Here One Moment
Categories
Fiction, Audiobook, Mystery, Thriller, Adult, Book Club, Contemporary, Adult Fiction, Australia, Mystery Thriller
Content Type
Book
Binding
Hardcover
Year
2024
Publisher
Crown
Language
English
ASIN
0593798600
ISBN
0593798600
ISBN13
9780593798607
File Download
PDF | EPUB
Here One Moment Plot Summary
Introduction
# When Death Boards the Flight: A Story of Prophecy and Human Resilience The delayed flight from Hobart to Sydney sits motionless on the tarmac, passengers fidgeting in their seats as a baby's screams pierce the recycled air. Among them, an elderly woman in a floral blouse clutches her carry-on bag containing her husband's ashes, her mind fracturing under the weight of fresh grief. Cherry Lockwood has spent her career calculating death—mortality tables, life expectancy statistics, the cold mathematics of human endings. But when she rises from seat 4D and begins moving through the cabin with mechanical precision, she transforms from passenger to prophet. Her voice carries no emotion as she delivers each verdict. A young bride will die in a house fire at twenty-five. A mother's seven-year-old son will drown. A rock climber will meet his end in an assault at thirty. The predictions fall like stones into still water, creating ripples that will spread far beyond this pressurized cabin. When nineteen-year-old Kayla Halfpenny dies in a car crash exactly as foretold, the woman they call the Death Lady becomes something far more terrifying than a disturbed passenger—she becomes a harbinger of fate itself.

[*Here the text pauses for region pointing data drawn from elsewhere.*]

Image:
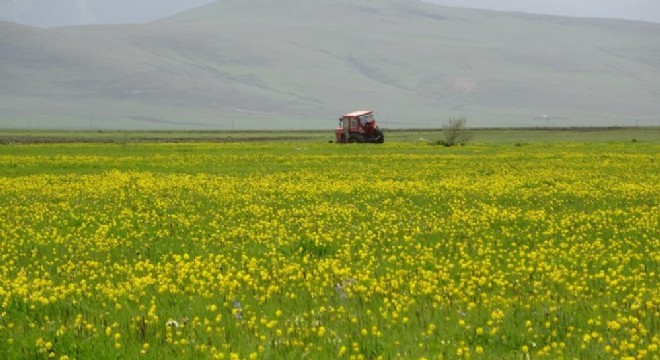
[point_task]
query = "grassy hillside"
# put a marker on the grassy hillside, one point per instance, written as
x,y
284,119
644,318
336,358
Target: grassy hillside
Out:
x,y
262,64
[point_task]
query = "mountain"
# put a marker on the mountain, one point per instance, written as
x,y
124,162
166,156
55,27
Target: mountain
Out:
x,y
301,63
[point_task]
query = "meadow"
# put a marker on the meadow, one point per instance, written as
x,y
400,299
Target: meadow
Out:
x,y
299,249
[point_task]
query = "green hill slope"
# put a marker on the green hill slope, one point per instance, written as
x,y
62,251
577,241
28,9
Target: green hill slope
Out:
x,y
299,64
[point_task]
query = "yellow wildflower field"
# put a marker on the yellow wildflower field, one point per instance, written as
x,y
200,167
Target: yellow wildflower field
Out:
x,y
301,250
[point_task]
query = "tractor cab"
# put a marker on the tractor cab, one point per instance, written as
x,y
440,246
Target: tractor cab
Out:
x,y
359,127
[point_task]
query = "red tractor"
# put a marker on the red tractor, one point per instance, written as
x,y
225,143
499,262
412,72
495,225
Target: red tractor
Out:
x,y
359,127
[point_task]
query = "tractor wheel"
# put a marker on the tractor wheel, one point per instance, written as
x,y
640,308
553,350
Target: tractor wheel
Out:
x,y
355,138
380,137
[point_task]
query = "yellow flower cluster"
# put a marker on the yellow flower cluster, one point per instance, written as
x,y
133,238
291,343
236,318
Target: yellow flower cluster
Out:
x,y
244,251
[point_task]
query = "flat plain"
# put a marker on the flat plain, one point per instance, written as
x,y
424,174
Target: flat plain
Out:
x,y
508,247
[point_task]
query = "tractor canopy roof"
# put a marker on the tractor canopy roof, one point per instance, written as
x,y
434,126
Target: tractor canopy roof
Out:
x,y
359,113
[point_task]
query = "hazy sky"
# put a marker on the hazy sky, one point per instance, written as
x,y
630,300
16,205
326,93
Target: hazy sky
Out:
x,y
645,10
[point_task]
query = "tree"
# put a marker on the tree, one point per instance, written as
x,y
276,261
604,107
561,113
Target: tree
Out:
x,y
454,131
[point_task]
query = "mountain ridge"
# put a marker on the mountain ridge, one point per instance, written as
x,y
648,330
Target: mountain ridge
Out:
x,y
296,66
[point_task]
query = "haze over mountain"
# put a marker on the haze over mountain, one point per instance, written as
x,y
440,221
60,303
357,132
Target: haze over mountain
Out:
x,y
50,13
300,64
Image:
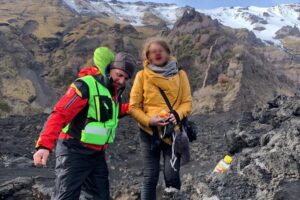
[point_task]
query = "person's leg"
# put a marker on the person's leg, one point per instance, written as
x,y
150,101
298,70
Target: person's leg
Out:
x,y
171,176
97,184
71,171
151,159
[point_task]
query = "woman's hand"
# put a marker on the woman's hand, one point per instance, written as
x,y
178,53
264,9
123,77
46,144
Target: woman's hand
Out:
x,y
156,120
172,119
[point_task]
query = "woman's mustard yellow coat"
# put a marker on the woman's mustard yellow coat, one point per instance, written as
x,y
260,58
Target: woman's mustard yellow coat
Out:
x,y
146,100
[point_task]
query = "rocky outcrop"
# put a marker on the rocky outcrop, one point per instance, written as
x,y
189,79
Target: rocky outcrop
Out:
x,y
231,73
268,142
287,31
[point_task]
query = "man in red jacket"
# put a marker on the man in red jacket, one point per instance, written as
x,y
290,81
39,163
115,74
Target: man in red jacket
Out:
x,y
83,122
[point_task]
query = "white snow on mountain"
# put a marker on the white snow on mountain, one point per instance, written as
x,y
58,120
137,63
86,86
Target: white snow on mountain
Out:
x,y
264,22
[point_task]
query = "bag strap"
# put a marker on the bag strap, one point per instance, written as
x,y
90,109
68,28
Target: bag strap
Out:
x,y
163,94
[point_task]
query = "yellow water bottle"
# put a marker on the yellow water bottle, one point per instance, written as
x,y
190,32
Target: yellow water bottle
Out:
x,y
223,165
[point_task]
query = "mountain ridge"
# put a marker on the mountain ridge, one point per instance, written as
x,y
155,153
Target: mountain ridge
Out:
x,y
263,21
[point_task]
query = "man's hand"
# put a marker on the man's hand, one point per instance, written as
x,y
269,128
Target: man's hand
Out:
x,y
40,157
157,121
172,118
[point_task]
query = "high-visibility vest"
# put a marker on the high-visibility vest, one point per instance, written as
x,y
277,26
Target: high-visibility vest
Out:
x,y
102,116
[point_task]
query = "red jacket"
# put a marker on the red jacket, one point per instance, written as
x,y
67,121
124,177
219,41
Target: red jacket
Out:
x,y
64,112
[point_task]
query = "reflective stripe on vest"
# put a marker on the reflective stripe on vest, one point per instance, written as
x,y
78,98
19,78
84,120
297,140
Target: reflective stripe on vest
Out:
x,y
103,111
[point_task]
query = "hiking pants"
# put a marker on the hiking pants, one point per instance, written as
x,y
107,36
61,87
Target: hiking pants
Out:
x,y
75,170
151,161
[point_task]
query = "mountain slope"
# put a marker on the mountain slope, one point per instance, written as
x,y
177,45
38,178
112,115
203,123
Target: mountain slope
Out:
x,y
264,22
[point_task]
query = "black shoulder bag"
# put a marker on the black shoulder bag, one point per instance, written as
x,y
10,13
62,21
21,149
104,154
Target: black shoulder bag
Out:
x,y
189,126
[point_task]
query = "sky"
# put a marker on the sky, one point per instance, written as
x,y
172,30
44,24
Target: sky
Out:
x,y
205,4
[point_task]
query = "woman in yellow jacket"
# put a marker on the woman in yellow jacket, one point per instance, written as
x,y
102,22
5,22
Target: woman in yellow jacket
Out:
x,y
147,107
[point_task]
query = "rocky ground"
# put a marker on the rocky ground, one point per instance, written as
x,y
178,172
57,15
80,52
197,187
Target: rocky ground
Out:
x,y
265,144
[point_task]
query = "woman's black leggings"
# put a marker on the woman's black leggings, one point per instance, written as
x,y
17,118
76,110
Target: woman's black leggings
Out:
x,y
151,161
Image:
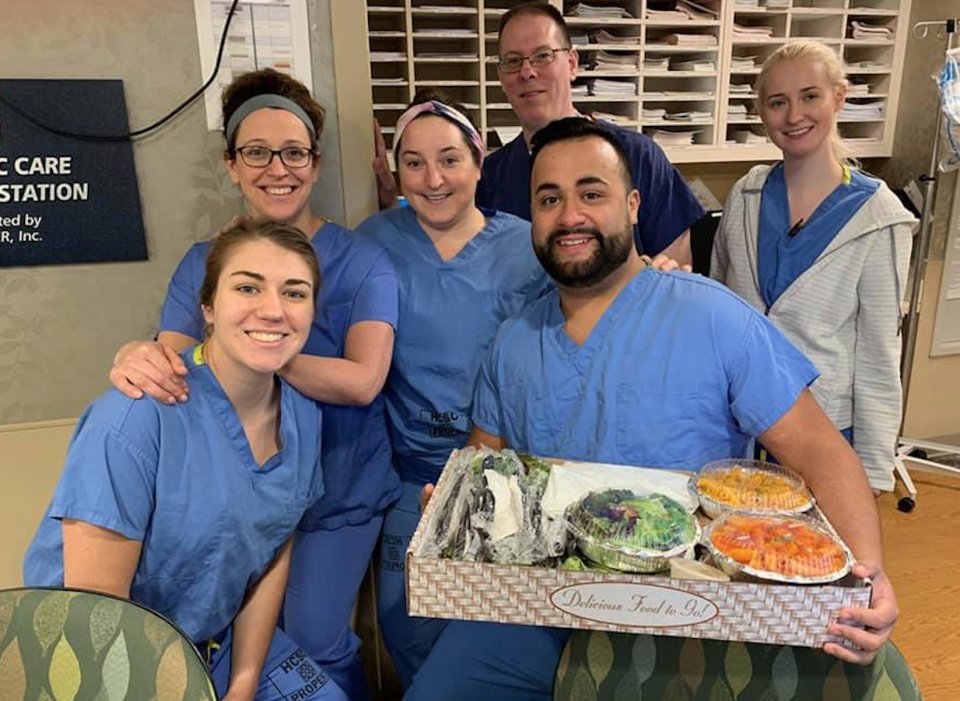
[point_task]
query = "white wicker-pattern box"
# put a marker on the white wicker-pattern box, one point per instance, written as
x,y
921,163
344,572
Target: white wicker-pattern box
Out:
x,y
626,603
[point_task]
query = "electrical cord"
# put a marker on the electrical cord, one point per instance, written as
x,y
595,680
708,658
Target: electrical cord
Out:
x,y
130,136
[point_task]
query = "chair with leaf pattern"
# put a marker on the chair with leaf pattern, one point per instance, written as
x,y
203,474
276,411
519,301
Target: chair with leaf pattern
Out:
x,y
598,666
72,645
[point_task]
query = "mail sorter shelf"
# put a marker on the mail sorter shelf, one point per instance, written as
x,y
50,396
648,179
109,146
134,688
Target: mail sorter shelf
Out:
x,y
419,43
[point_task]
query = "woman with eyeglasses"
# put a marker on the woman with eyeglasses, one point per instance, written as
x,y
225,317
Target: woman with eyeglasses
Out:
x,y
272,127
822,249
461,271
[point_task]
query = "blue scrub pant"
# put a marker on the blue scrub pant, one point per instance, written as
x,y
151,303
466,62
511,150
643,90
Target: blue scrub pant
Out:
x,y
325,574
288,673
475,661
408,638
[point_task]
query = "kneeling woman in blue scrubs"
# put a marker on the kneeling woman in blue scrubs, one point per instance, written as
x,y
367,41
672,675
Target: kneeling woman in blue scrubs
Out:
x,y
823,249
190,508
461,272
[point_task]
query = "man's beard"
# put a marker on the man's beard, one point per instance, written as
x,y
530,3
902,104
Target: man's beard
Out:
x,y
612,252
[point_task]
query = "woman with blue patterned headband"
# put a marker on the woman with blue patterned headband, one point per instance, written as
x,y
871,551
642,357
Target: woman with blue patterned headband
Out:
x,y
272,128
461,272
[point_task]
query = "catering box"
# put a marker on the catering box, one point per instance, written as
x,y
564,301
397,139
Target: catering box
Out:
x,y
747,611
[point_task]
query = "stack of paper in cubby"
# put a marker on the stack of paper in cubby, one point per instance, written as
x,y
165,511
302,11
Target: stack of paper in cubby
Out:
x,y
585,11
664,137
606,61
688,40
656,63
611,88
602,36
864,30
694,116
861,110
743,63
700,65
738,111
751,33
745,136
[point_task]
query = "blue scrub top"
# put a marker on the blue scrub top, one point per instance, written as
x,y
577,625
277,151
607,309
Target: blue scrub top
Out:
x,y
782,258
678,371
359,284
667,205
183,480
449,314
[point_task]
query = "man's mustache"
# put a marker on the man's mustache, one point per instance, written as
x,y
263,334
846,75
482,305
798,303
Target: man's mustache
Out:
x,y
557,233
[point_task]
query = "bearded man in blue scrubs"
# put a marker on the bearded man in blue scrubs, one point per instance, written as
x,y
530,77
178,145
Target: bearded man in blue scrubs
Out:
x,y
623,364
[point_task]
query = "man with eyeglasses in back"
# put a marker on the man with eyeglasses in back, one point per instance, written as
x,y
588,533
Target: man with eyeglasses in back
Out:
x,y
537,67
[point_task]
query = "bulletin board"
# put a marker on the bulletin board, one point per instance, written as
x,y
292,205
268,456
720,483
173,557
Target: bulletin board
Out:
x,y
946,330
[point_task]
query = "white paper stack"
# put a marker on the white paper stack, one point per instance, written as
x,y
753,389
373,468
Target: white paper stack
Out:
x,y
606,61
673,138
689,40
610,117
692,116
864,30
743,63
602,36
656,63
611,88
862,110
387,56
866,64
742,32
444,31
745,136
585,11
447,54
697,65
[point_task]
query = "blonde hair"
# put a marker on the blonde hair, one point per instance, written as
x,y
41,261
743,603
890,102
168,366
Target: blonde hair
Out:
x,y
813,51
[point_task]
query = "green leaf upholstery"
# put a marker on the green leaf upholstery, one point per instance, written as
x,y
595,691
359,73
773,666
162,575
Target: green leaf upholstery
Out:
x,y
598,666
68,645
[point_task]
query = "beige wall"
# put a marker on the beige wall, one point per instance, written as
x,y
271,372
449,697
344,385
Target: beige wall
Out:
x,y
32,458
61,325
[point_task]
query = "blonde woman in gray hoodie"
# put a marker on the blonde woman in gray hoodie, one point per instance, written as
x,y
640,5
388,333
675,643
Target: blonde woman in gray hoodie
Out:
x,y
823,250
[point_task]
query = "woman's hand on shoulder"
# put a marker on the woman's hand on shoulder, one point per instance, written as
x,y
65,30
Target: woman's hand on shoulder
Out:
x,y
665,264
867,629
150,367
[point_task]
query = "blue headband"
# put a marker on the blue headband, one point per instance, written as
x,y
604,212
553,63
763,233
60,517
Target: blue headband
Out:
x,y
258,102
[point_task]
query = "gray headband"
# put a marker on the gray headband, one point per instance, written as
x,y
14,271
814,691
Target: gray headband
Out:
x,y
267,100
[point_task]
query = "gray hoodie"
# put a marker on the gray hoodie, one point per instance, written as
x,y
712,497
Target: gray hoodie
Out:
x,y
843,312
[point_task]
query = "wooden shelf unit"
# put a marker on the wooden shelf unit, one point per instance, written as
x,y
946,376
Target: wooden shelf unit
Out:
x,y
409,50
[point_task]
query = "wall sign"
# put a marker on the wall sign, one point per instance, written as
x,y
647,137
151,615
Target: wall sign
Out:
x,y
67,200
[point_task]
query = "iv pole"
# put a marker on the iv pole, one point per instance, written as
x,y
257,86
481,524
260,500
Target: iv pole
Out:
x,y
906,446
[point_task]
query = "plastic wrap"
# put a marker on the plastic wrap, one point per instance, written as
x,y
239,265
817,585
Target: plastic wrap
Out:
x,y
632,532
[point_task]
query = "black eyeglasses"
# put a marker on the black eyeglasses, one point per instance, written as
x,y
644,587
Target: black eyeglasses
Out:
x,y
261,156
542,57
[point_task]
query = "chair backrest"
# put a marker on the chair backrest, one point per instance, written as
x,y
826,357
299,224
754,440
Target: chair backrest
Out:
x,y
73,645
609,666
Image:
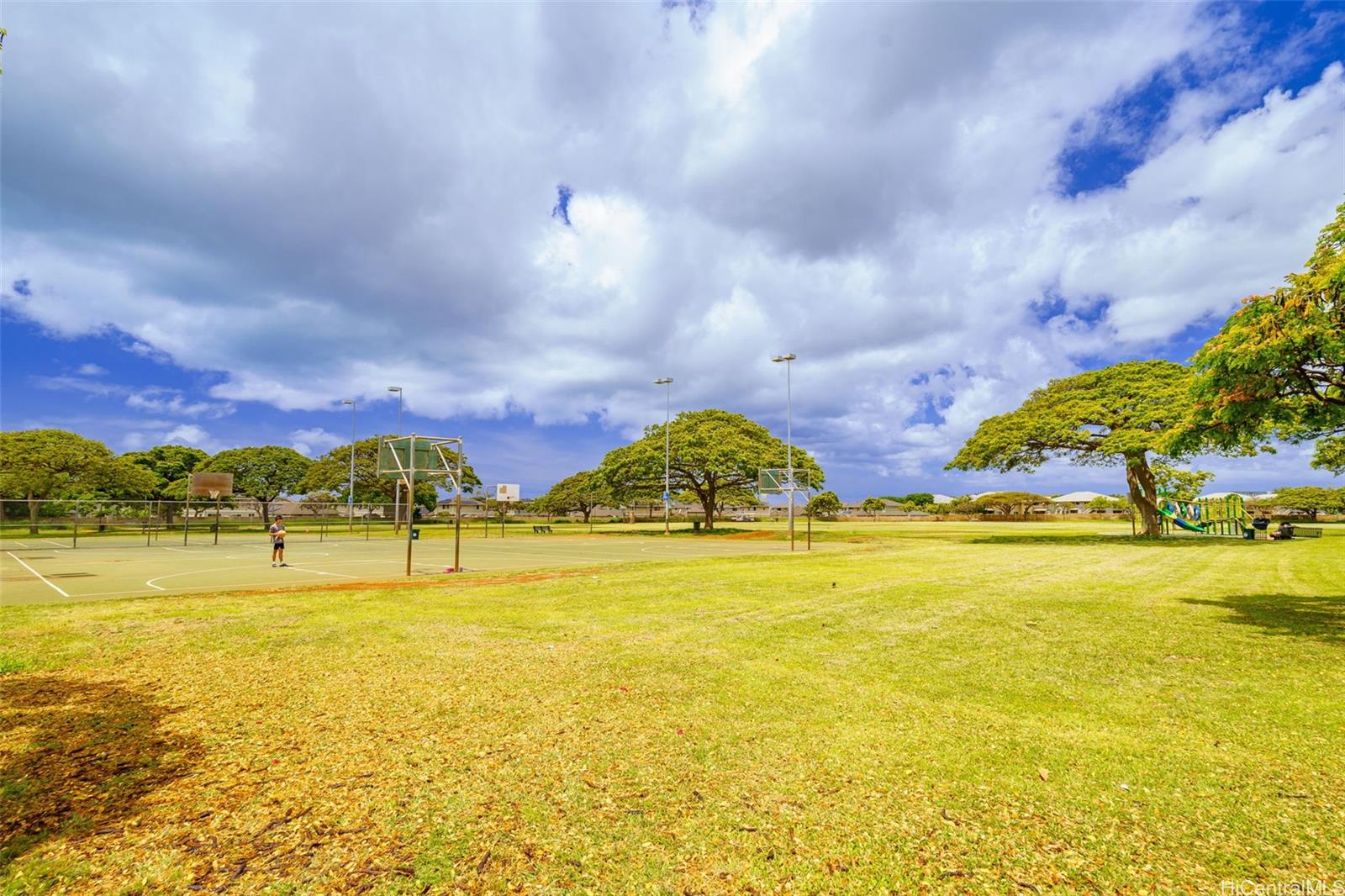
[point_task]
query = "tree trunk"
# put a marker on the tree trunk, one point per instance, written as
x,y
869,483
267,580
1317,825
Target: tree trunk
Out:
x,y
1143,494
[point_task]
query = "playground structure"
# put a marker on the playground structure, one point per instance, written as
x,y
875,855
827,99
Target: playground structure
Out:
x,y
1207,517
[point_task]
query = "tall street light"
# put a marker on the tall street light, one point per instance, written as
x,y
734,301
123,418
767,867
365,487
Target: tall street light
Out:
x,y
789,430
350,497
397,499
667,447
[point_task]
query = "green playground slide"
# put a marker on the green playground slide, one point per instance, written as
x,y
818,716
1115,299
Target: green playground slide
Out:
x,y
1180,522
1208,515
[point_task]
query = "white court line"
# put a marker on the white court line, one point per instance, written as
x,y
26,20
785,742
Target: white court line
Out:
x,y
322,573
38,575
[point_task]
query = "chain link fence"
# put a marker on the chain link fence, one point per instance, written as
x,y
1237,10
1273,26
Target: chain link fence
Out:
x,y
87,522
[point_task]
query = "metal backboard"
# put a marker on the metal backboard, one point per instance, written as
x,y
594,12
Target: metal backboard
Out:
x,y
210,485
423,458
778,482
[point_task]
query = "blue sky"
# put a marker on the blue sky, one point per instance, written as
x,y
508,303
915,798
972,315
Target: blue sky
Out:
x,y
219,221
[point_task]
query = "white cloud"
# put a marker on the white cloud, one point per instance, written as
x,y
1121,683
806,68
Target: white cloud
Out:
x,y
315,441
876,188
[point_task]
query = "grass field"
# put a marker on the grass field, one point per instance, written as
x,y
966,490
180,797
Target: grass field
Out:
x,y
942,708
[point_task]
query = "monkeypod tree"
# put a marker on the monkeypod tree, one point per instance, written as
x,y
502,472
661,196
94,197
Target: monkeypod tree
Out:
x,y
1015,503
40,465
1277,367
1116,416
873,506
582,493
1311,501
262,474
1329,455
1183,485
713,452
826,505
171,467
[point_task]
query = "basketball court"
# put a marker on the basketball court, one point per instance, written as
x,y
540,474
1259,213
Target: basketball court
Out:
x,y
33,573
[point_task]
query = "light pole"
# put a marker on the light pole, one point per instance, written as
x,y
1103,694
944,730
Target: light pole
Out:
x,y
667,447
789,430
397,498
350,497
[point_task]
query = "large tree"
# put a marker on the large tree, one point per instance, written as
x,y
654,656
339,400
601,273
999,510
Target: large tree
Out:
x,y
1181,485
824,505
1116,416
1329,455
712,452
1309,499
1013,502
1277,367
171,467
331,472
873,506
262,474
580,493
40,465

Chapter 1: The Oracle in Seat 4D: When Prophecy Disrupts an Ordinary Flight
Cherry Lockwood boards the plane carrying more than luggage. Her husband Ned's ashes rest in the overhead compartment while his empty seat beside her seems to pulse with absence. The flight delay stretches into its second hour, and something fractures inside her grief-addled mind. The faces around her begin to shimmer like heat mirages, their futures suddenly visible as statistical certainties. She doesn't remember standing. The movement feels automatic, programmed, as if her actuarial training has taken control of her body. Flight attendant Allegra Patel watches with growing alarm as Cherry approaches passenger after passenger, her voice flat and clinical. To Sue O'Sullivan, the cheerful grandmother returning from vacation: "Pancreatic cancer at seventy-three." To pregnant Sarah clutching her belly: "Breast cancer at thirty-seven." The cabin erupts in nervous laughter and uncomfortable shifting. Some passengers dismiss her as harmless, others recoil from her touch. Young Ethan Chang, his arm in a climbing cast, receives his death sentence with bitter irony—assault at thirty-one, a fate that seems impossible for someone who avoids confrontation like disease. Newlyweds Eve and Dom, still glowing from their wedding, learn they'll die in separate tragedies within years of each other. Cherry moves through the plane like a sleepwalker, dispensing mortality with the precision of a computer program. Each prediction carries the weight of her professional expertise—cause of death, age of death, delivered with the same matter-of-fact tone she once used in boardrooms. When she finally collapses back into her seat, she remembers nothing of what she's done, leaving behind a cabin full of passengers who will spend the coming months discovering whether her impossible words might somehow be true.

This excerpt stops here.